Segundo ela, a ordem não é uma lei, mas seu conteúdo transfóbico incontestável terá impactos em definições normativas no âmbito da discriminação, assim como efeitos concretos em relação ao uso de banheiros, políticas prisionais e registros de identidade social em documentos legais, inclusive passaportes. O requisito de explicitação do sexo assignado no nascimento para solicitação de vistos para os EUA, exigido das deputadas brasileiras Érika Hilton e Duda Salabert, nos diz que suas previsões foram certeiras.
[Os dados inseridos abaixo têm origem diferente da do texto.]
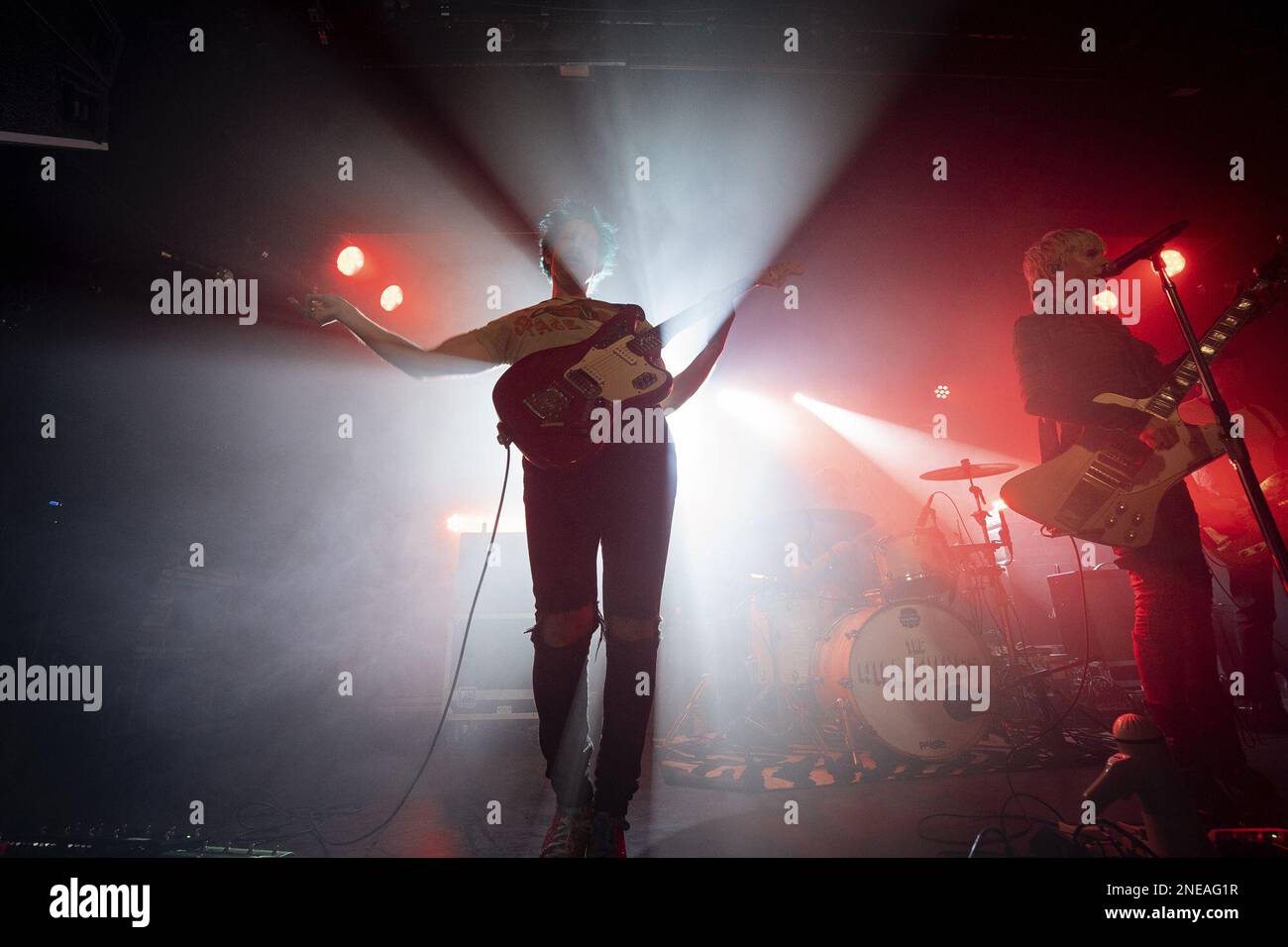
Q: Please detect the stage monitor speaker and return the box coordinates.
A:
[1047,569,1136,661]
A partir desse enquadramento, as demais ordens executivas antigênero proíbem a “doutrinação ideológica” no ensino básico, a participação de mulheres trans nos esportes femininos, a oferta de cuidados de saúde integral às crianças e adolescentes trans, e “justificam” a exclusão de pessoas trans das forças armadas. A semântica usada é a mesma: brutal, acusatória, inverídica, em alguns casos cruzando gênero e raça, como mostram os trechos a seguir:
“A impressão de ideologias antiamericanas, subversivas, prejudiciais e falsas nas crianças de nosso país não só viola a lei de direitos civis antidiscriminação… como também usurpa a autoridade básica dos país. Por exemplo, orientar os alunos para a mutilação cirúrgica e química sem o consentimento ou envolvimento dos pais, permitir o acesso de homens a espaços privados designados para mulheres… Da mesma forma, exigir a aquiescência ao “privilégio branco” ou ao “viés inconsciente” que promove a discriminação racial e prejudica a unidade nacional”.
“Nos últimos anos, muitas instituições educacionais e associações esportivas permitiram que homens competissem em esportes femininos. Isso é humilhante, injusto e perigoso para mulheres e meninas, e nega a elas a oportunidade igual de participar e se destacar em esportes competitivos”.
“Atualmente, em todo o país, profissionais da área médica estão mutilando e esterilizando um número crescente de crianças impressionáveis, sob a alegação radical e falsa de que os adultos podem mudar o sexo de uma criança por meio de uma série de intervenções médicas irreversíveis. Essa tendência perigosa será uma mancha na história de nossa nação e precisa acabar”.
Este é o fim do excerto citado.